Ingredients/Materials

  • 10-12 Tomatoes
  • Cilantro (Half of a bunch)
  • Parsley (Half of a bunch)
  • Optional: Dill (Half of a bunch)
  • Optional: Fresh Garlic (4 pods)
  • 2 T. Real Salt (I buy my Real Salt in bulk here, you can buy a shaker here, or a refill pouch here.)
  • Large Bowl
  • Blender

Directions

  1. Cut up the tomatoes into quarters or eighths (depending on how efficient your blender is).
  2. Smush and crush them into bottom of the blender.
  3. Cover and blend in short pulses. You may need to smush the tomatoes down more in between pulses in order to get the juice flowing and the blender to run more efficiently.
  4. Prepare the herbs by chopping them up coarsely and add them to the middle of a tomato blend cycle.
  5. Add salt to a tomato blend cycle.
  6. Dump all of the blended tomatoes into a big bowl and stir. Give it a taste test to see if you’ve added enough herbs and salt. *You can also add some garlic, but I like the taste of fresh garlic and I’m worried that over time the garlic might take on too powerful of a flavor. 
  7. Other optional ingredients: Onions, peppers, chives…be creative!
  8. Store in gallon size Ziploc freezer bags. I like to fill each bag about ¾ full. When pouring the tomato liquid into the bag, lay it down flat until the purée comes right up to the locking mechanism. This is the best way to get rid of all air bubbles. Find a flat place in your freezer to store it until it freezes in a nice shape. Try to avoid plopping the bag on top of wire racks. If you do, the bag will be more likely to stick in weird places and leak or tear when you retrieve it.
  9. Label the bags with the date you made it and the herbs you added if desired. IMG_3515
  10. To thaw, place in a warm sink bath, then add to whatever you are making!

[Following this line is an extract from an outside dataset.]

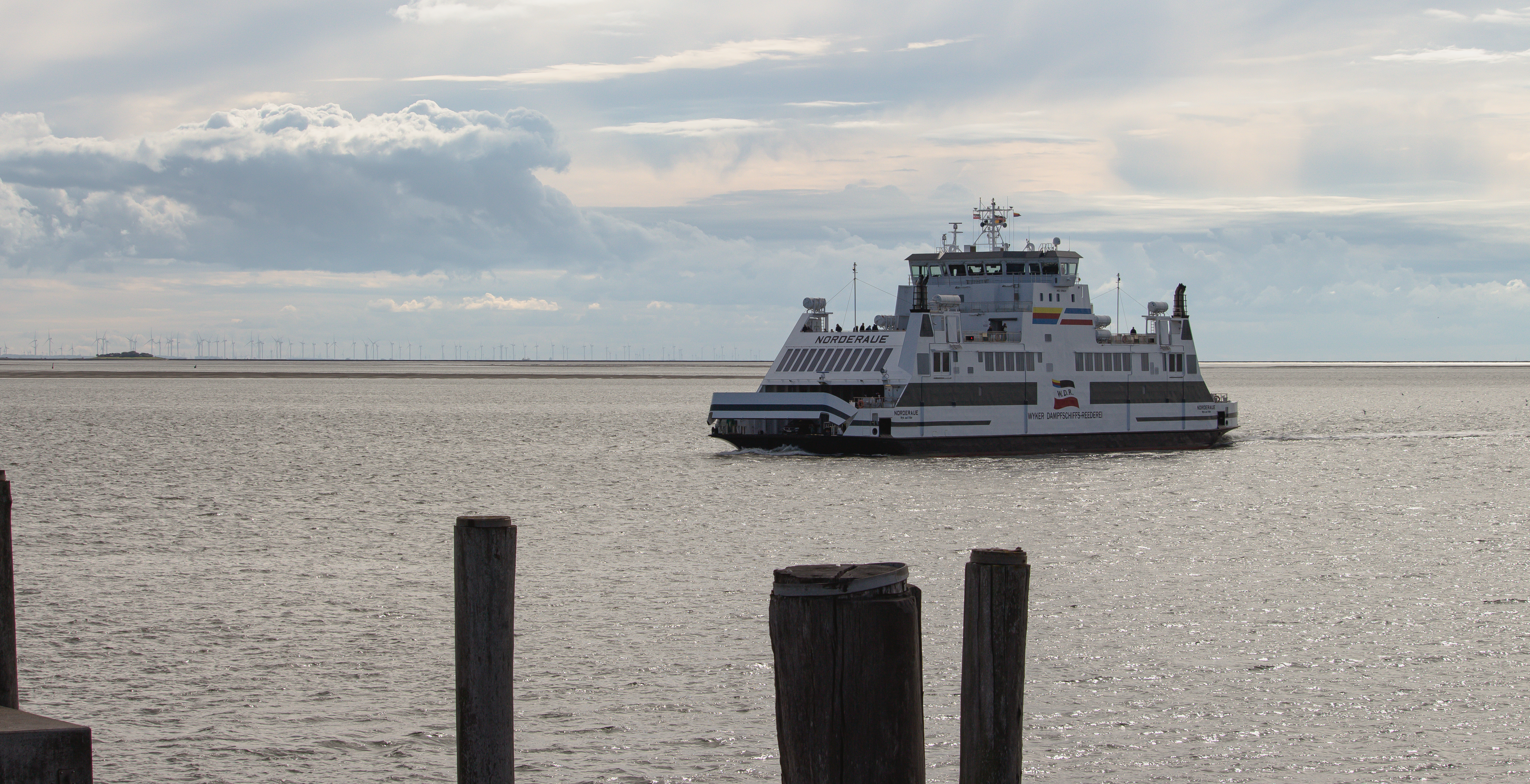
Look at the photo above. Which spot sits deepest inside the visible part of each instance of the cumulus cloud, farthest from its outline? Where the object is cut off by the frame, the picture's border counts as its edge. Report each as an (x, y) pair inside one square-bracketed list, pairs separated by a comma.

Notes: As you are preparing your purée, think about what you’ll be using it for. I like to use mine primarily in chili, as pizza sauce, or as spaghetti sauce, so I like it to have a nice Italian flavor. You might also want to store it in some smaller pint or quart size Ziplock bags if you plan on making smaller recipes. I find that one large gallon size Ziploc bag is perfect for one pot of chili, so that’s how I like to store it.